Mostly, my sister was the greatest daughter, sister, niece, wife, aunt, and friend that anyone could ever wish for. Those that knew her know what I mean. She was a sensational person with strong convictions, passionate about what she was doing, or who she loved. She was so strong minded and I admired her for that. There was so much I admired about her; to me she was so beautiful with stunning good looks. The ones that were loved by her have been given a gift of her affection. She was always thinking of other people, finding gifts to express her affection for them, or simply sending a card to someone that was on her mind. She never forgot an occasion to send cards to her dear ones. Your problems were her problems, your triumphs were her triumphs, and she shared all of life's ups and downs with the people she held dear to her. She was an "all weather friend," truly a beautiful soul whose life was cut entirely too short for a reason I will never know or understand. She had the most special relationship with my daughter whom she helped mother, she committed herself to her niece whenever either one of us needed her. My daughter always knew that if momma or papa refused to buy her something, auntie would always buy it or remembered to give it to her on a special occasion. The times they spent together were to short, but we thought we would have half a lifetime more to spend together. I grieve not only for the hole this will leave in my heart for losing my dearest friend, my sister, but I grieve for my daughter that will not have that most special aunt that loved her as much as I do. She will only have memories that over time will fade. She won't have that aunt that was so excited to rejoice in all her milestones, the milestones of tomorrow will always be bitter sweet in absence of auntie's and my sister's presence. You will forever be missed, mourned and emptiness will always be felt by those of us that you have left behind.
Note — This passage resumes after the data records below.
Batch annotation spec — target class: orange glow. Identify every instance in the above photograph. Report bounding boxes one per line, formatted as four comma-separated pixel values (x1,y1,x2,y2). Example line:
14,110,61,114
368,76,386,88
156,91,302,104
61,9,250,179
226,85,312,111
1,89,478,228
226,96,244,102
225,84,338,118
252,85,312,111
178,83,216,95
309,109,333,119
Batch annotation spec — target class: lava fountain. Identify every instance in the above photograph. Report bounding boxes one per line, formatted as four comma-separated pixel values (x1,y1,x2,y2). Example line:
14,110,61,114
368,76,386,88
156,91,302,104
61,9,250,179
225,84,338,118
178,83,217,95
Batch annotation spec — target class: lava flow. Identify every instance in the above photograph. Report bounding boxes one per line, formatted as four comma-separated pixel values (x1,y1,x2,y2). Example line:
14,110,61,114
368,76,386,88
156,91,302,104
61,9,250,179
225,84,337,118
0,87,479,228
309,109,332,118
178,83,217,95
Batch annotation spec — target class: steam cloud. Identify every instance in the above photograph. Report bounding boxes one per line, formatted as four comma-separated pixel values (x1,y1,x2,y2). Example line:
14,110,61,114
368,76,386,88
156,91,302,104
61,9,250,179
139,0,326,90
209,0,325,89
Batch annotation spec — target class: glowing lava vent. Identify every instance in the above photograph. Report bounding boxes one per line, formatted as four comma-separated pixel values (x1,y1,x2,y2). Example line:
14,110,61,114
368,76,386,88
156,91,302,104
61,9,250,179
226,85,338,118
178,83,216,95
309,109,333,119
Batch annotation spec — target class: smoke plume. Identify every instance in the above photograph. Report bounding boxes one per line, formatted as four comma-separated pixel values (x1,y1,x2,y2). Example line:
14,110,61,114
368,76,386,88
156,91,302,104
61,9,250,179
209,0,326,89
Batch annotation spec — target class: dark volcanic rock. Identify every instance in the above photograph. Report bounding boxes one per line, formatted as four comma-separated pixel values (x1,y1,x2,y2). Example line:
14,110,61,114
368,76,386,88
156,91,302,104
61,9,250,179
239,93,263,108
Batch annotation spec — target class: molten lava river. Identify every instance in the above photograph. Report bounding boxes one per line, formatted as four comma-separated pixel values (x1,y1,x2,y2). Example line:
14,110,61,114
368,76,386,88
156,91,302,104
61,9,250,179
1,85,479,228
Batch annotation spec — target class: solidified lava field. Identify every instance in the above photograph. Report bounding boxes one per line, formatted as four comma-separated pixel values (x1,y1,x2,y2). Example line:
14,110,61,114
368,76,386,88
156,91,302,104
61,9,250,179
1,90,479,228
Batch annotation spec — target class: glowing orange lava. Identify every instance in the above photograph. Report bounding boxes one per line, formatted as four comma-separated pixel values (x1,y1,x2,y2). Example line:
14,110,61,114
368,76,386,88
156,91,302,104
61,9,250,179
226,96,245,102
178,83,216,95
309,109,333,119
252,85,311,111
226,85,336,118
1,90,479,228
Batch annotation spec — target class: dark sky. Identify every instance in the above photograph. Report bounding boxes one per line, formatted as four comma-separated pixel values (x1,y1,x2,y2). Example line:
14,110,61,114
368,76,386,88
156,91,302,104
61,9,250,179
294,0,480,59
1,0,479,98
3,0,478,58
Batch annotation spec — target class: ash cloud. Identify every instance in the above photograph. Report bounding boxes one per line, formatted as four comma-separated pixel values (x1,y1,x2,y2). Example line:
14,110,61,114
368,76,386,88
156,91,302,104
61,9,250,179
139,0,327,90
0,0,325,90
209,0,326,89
Kathy left behind her husband, Steven Butler. Her sister, Angelica Holliday and her brother-in-law, Matt Holliday. Her nieces, Arianna Holliday and Randi Butler. Aunts, Effie Giannacou and Loula Karneris. Several cousins. In laws, Jack and Susan Butler.
Kathy was preceded in death by her father, Gus Calofonos. Her mother, Margaret Nevotti. Her first husband, Dennis Creekmore. Both of her grandmothers, Angelica Calofonos and Katherine Karedemos, and her grandfather, Spiro Calofonos.
Kathy had a private graveside funeral. She is buried at Redding Memorial Park close to her mother.
God bless you sister and thank you for being in all of our lives, you will never be forgotten, always remembered with such warm love, and be forever mourned. You were such a gift.